Each figure plots the 288 monthly returns for each asset pair for the 24-year period from January 1975 to December 1998. Each point on the graph represents the return for one of those months; the return for the first asset is read on the x(horizontal) axis, and for the second asset on the y (vertical) axis. If the assets are perfectly correlated, they will all fit on a straight line. (If the correlation is positive, the line will run from lower-left to upper-right; if negative, the line will run from upper-left to lower-right.) If they are uncorrelated, they will be widely scattered.
Figure 3-3 plots the monthly returns for 1975–1998 of the S&P 500 versus U.S. small stocks. Most of the points lie on nearly a straight line; a poor return for one was invariably associated with a poor return for the other. The correlation coefficient of .777 for these two assets is quite high. This graph demonstrates that adding U.S. small stocks to a portfolio of U.S. large stocks does not diminish risk very much, as a poor return for one will be very likely associated with a poor return for the other.
Figure 3-4 plots two loosely correlated assets—U.S. large stocks (S&P 500) and foreign large stocks (EAFE Index). Although there does appear to be a loose relation between the two, it is far from perfect. The correlation coefficient of this pair is .483.
Lastly, Figure 3-5 plots two very poorly correlated assets (correlation coefficient of .068): Japanese small stocks and REITs. This plot is a “scattergram” with no discernable pattern. A good or bad result for one of these assets tells us nothing about the result for the other.
Math Details: How to Calculate a Correlation Coefficient
In this book’s previous versions, I included a section on the manual calculation of the correlation coefficient. In the personal computer age, this is an exercise in masochism. The easiest way to do this is with a spreadsheet. Let’s assume that you have 36 monthly returns for two assets, A and B. Enter the returns in columns A and B, next to each other, spanning rows 1 to 36 for each pair of values.

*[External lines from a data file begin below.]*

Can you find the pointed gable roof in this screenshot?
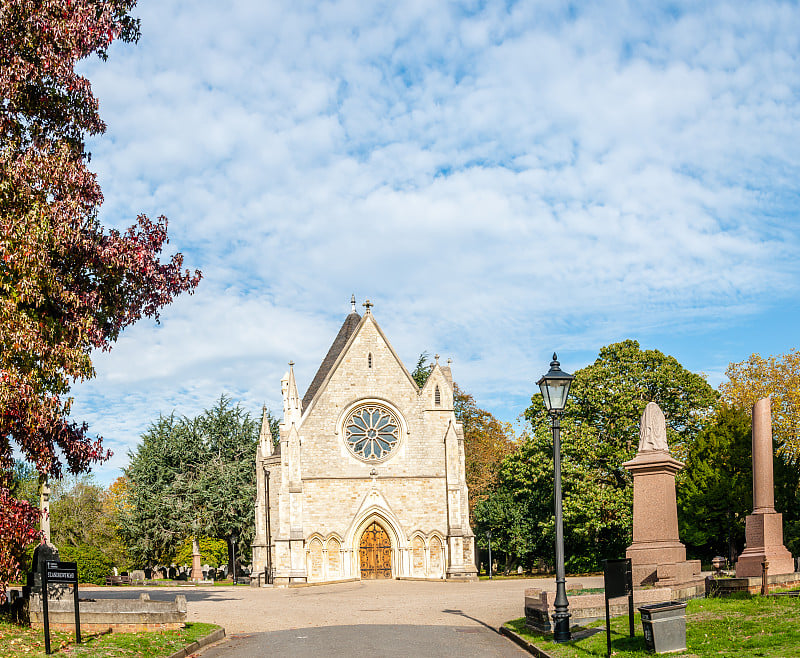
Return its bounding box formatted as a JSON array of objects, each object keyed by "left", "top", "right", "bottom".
[{"left": 303, "top": 311, "right": 361, "bottom": 411}]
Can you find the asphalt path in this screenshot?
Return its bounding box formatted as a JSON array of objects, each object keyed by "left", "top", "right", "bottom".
[
  {"left": 202, "top": 624, "right": 529, "bottom": 658},
  {"left": 81, "top": 577, "right": 602, "bottom": 658}
]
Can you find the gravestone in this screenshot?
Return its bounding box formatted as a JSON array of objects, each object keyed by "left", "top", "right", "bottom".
[
  {"left": 623, "top": 402, "right": 700, "bottom": 586},
  {"left": 736, "top": 398, "right": 794, "bottom": 578}
]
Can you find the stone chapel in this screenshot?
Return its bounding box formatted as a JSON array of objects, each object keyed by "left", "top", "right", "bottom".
[{"left": 252, "top": 299, "right": 477, "bottom": 585}]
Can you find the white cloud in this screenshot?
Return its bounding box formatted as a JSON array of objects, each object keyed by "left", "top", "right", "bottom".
[{"left": 61, "top": 0, "right": 800, "bottom": 477}]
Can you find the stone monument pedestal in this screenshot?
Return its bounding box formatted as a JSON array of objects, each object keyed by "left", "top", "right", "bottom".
[
  {"left": 623, "top": 450, "right": 700, "bottom": 586},
  {"left": 736, "top": 512, "right": 794, "bottom": 578}
]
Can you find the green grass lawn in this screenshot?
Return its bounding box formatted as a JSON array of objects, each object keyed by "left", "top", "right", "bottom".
[
  {"left": 506, "top": 596, "right": 800, "bottom": 658},
  {"left": 0, "top": 619, "right": 219, "bottom": 658}
]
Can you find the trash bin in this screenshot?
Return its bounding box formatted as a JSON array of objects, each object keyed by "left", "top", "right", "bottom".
[{"left": 639, "top": 601, "right": 686, "bottom": 653}]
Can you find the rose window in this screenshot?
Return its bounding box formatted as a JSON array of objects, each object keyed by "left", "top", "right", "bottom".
[{"left": 344, "top": 405, "right": 400, "bottom": 462}]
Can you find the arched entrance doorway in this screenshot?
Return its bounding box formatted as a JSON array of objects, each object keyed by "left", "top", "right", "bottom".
[{"left": 358, "top": 521, "right": 392, "bottom": 580}]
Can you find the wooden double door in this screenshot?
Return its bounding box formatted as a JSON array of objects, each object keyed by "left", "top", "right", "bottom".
[{"left": 358, "top": 522, "right": 392, "bottom": 580}]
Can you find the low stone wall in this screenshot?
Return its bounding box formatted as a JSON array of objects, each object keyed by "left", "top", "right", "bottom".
[
  {"left": 525, "top": 587, "right": 673, "bottom": 633},
  {"left": 708, "top": 572, "right": 800, "bottom": 596},
  {"left": 27, "top": 593, "right": 186, "bottom": 633}
]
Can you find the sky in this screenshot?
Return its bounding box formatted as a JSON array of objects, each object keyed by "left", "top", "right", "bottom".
[{"left": 67, "top": 0, "right": 800, "bottom": 484}]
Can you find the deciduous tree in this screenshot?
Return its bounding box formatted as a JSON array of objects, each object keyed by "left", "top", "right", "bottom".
[
  {"left": 677, "top": 406, "right": 753, "bottom": 563},
  {"left": 719, "top": 349, "right": 800, "bottom": 458},
  {"left": 488, "top": 340, "right": 717, "bottom": 571},
  {"left": 0, "top": 0, "right": 200, "bottom": 597}
]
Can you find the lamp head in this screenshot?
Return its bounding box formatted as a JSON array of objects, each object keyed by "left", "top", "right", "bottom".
[{"left": 536, "top": 352, "right": 575, "bottom": 413}]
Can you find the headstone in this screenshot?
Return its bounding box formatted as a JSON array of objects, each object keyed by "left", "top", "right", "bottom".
[
  {"left": 623, "top": 402, "right": 701, "bottom": 586},
  {"left": 736, "top": 398, "right": 794, "bottom": 578},
  {"left": 192, "top": 537, "right": 203, "bottom": 581}
]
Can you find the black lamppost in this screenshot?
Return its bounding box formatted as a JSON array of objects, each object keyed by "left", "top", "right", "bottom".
[
  {"left": 231, "top": 534, "right": 236, "bottom": 585},
  {"left": 536, "top": 352, "right": 575, "bottom": 642},
  {"left": 486, "top": 530, "right": 492, "bottom": 580}
]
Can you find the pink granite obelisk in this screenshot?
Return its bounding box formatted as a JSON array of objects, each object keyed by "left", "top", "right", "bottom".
[
  {"left": 623, "top": 402, "right": 700, "bottom": 586},
  {"left": 736, "top": 398, "right": 794, "bottom": 578}
]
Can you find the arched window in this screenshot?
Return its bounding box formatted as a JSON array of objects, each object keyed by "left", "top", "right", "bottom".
[{"left": 308, "top": 537, "right": 322, "bottom": 580}]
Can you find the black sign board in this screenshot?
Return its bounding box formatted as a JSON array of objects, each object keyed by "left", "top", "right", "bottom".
[
  {"left": 603, "top": 558, "right": 633, "bottom": 656},
  {"left": 46, "top": 561, "right": 78, "bottom": 585},
  {"left": 41, "top": 560, "right": 81, "bottom": 654}
]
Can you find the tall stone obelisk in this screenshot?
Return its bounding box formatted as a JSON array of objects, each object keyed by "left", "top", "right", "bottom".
[
  {"left": 623, "top": 402, "right": 700, "bottom": 585},
  {"left": 736, "top": 398, "right": 794, "bottom": 578}
]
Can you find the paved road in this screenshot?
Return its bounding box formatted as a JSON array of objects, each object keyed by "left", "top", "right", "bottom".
[
  {"left": 202, "top": 624, "right": 529, "bottom": 658},
  {"left": 81, "top": 577, "right": 602, "bottom": 658}
]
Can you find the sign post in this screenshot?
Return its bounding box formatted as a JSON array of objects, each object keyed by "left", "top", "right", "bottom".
[
  {"left": 42, "top": 560, "right": 81, "bottom": 654},
  {"left": 603, "top": 558, "right": 634, "bottom": 656}
]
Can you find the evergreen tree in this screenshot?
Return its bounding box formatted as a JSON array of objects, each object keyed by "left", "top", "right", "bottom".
[{"left": 677, "top": 406, "right": 753, "bottom": 564}]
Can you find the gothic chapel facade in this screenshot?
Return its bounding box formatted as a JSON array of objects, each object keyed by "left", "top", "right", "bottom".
[{"left": 253, "top": 300, "right": 477, "bottom": 585}]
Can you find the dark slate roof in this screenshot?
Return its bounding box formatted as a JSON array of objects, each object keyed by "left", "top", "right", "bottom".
[{"left": 303, "top": 311, "right": 361, "bottom": 411}]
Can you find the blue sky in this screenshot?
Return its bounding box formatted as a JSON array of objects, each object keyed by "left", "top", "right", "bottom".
[{"left": 73, "top": 0, "right": 800, "bottom": 482}]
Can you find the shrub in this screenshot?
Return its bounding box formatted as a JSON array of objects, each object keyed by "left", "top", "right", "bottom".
[{"left": 58, "top": 544, "right": 114, "bottom": 585}]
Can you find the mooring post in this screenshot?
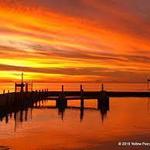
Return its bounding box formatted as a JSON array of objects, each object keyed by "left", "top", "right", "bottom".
[
  {"left": 56, "top": 85, "right": 67, "bottom": 109},
  {"left": 80, "top": 84, "right": 84, "bottom": 109},
  {"left": 98, "top": 83, "right": 109, "bottom": 109},
  {"left": 3, "top": 90, "right": 5, "bottom": 94}
]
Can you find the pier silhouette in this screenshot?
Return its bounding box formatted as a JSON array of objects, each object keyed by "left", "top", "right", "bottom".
[{"left": 0, "top": 73, "right": 150, "bottom": 126}]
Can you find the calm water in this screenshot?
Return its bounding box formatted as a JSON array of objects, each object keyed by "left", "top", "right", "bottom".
[{"left": 0, "top": 84, "right": 150, "bottom": 150}]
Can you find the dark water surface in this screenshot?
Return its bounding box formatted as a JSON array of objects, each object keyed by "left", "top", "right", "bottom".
[{"left": 0, "top": 82, "right": 150, "bottom": 150}]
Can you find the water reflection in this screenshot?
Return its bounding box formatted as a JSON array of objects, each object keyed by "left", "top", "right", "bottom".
[{"left": 0, "top": 100, "right": 109, "bottom": 131}]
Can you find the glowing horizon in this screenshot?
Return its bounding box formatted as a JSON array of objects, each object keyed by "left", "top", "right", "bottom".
[{"left": 0, "top": 0, "right": 150, "bottom": 82}]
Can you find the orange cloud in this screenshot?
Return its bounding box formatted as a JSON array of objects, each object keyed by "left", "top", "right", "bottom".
[{"left": 0, "top": 0, "right": 150, "bottom": 81}]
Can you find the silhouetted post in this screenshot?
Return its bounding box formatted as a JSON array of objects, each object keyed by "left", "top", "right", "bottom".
[
  {"left": 3, "top": 90, "right": 5, "bottom": 94},
  {"left": 98, "top": 84, "right": 109, "bottom": 109},
  {"left": 80, "top": 85, "right": 84, "bottom": 109},
  {"left": 26, "top": 83, "right": 28, "bottom": 92}
]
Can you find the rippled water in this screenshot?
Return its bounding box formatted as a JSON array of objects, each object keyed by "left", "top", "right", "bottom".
[{"left": 0, "top": 82, "right": 150, "bottom": 150}]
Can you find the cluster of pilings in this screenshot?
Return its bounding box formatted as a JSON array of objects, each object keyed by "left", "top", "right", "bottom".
[
  {"left": 56, "top": 85, "right": 109, "bottom": 110},
  {"left": 0, "top": 91, "right": 48, "bottom": 112}
]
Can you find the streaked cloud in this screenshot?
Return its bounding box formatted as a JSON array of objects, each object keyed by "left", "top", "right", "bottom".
[{"left": 0, "top": 0, "right": 150, "bottom": 82}]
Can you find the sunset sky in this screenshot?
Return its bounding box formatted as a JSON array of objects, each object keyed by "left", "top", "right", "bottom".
[{"left": 0, "top": 0, "right": 150, "bottom": 82}]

In Excel, enter in a separate cell the formula = CORREL(A1:A36, B1:B36)
In Quattro Pro, the formula would be @CORREL(A1..A36, B1..B36)
Both of these packages also contain a tool that will calculate a “correlation grid” of all of the correlations of an array of data for more than two assets. Those of you who would like an explanation of the steps involved in calculating a correlation coefficient are referred to a standard statistics text.

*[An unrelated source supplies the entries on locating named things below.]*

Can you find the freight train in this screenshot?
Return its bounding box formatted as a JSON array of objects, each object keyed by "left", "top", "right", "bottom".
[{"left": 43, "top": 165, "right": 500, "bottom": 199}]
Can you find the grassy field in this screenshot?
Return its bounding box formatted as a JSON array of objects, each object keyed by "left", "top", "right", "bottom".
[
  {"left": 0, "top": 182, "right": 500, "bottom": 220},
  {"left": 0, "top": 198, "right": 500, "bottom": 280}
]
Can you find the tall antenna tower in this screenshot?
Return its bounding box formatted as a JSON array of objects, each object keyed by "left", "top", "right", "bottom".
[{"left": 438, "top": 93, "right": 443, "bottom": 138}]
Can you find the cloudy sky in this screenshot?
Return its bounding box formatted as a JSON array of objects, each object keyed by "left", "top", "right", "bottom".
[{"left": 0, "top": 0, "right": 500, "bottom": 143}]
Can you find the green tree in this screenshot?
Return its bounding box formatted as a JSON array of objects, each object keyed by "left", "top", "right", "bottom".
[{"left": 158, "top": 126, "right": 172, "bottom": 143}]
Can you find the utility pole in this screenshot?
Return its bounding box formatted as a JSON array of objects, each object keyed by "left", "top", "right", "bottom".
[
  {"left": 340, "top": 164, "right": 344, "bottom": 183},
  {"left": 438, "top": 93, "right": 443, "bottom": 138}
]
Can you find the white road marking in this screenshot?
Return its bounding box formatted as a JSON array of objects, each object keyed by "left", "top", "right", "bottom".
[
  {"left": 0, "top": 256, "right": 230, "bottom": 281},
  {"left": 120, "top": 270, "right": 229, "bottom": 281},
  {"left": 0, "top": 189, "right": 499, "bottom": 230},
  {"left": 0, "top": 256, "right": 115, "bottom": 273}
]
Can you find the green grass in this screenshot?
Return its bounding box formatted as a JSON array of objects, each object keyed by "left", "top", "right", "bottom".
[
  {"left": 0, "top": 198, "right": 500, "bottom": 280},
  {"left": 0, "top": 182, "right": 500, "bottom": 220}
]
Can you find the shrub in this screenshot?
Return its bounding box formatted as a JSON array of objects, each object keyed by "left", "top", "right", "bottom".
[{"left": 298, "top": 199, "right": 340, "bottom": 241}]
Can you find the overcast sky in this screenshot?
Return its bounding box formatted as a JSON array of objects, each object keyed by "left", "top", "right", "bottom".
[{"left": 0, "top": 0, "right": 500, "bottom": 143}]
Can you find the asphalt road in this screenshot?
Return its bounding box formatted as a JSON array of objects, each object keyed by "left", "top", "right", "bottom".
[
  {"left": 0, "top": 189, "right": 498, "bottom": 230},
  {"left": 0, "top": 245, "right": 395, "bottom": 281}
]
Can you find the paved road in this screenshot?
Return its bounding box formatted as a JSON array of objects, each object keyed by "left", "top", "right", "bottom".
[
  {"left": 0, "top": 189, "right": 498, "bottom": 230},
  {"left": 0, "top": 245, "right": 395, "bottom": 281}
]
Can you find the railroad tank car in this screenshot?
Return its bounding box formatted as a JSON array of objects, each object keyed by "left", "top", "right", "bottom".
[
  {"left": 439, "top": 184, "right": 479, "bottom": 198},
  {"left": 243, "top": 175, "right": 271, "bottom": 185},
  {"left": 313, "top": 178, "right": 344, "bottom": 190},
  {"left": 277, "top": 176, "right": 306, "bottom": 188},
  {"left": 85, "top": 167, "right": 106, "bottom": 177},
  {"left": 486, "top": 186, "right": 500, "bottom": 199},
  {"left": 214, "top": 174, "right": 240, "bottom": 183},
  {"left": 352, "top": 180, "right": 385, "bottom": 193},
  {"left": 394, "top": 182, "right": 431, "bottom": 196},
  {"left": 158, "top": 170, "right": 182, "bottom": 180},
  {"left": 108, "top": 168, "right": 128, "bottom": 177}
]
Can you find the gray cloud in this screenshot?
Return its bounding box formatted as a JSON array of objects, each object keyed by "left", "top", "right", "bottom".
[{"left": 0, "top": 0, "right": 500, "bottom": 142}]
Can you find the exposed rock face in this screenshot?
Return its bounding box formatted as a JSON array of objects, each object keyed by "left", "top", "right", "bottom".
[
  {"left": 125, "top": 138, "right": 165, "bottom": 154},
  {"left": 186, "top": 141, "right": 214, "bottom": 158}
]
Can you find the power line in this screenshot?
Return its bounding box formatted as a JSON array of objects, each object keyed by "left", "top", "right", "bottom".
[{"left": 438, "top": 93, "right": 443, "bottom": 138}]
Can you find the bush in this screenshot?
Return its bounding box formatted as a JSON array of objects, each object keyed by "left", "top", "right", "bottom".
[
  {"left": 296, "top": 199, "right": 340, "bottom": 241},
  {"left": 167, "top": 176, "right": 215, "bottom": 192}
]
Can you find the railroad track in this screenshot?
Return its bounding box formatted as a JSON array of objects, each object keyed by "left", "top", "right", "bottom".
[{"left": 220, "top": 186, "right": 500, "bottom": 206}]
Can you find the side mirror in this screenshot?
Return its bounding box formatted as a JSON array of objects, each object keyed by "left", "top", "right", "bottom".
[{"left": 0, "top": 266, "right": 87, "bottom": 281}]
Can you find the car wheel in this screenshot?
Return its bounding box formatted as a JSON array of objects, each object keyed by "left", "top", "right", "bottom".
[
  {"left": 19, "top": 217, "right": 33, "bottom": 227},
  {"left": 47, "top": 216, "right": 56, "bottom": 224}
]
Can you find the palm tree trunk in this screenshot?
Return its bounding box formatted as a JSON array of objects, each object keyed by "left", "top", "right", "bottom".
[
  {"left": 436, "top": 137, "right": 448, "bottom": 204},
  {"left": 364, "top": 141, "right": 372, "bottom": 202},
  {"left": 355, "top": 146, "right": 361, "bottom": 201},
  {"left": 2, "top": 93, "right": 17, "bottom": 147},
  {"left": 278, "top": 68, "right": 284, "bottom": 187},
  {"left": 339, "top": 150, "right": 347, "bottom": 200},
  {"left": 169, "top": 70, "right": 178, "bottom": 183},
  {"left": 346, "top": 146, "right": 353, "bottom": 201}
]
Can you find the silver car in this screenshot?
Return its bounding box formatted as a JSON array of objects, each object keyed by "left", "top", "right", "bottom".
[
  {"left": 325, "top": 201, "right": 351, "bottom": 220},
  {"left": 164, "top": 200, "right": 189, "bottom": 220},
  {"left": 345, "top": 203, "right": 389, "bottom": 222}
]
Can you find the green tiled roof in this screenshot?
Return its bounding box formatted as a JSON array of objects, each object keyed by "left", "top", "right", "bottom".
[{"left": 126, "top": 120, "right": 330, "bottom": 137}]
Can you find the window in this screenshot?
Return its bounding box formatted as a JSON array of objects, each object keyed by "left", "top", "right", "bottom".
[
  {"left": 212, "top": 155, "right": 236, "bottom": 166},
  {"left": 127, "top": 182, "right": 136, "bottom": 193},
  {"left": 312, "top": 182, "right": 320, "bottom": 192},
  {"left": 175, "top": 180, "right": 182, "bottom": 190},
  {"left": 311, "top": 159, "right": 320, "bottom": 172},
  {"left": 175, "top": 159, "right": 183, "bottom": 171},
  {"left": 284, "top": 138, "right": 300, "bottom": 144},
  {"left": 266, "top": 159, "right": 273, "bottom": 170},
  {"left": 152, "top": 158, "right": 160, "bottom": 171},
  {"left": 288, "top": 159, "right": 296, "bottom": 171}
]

Why is this so important? As already discussed the most diversification benefit is obtained from uncorrelated assets. The above analysis suggests that there is not much benefit from mixing domestic small and large stocks and that there is great benefit from mixing REITs and Japanese small stocks. In the real world of investing, this turns out to be the case.
1. The concept of correlation of assets is central to portfolio theory—the lower the correlation, the better.
2. Diversifying your portfolio among uncorrelated assets reduces risk and increases return. It is necessary to rebalance your portfolio periodically to capture this increased return.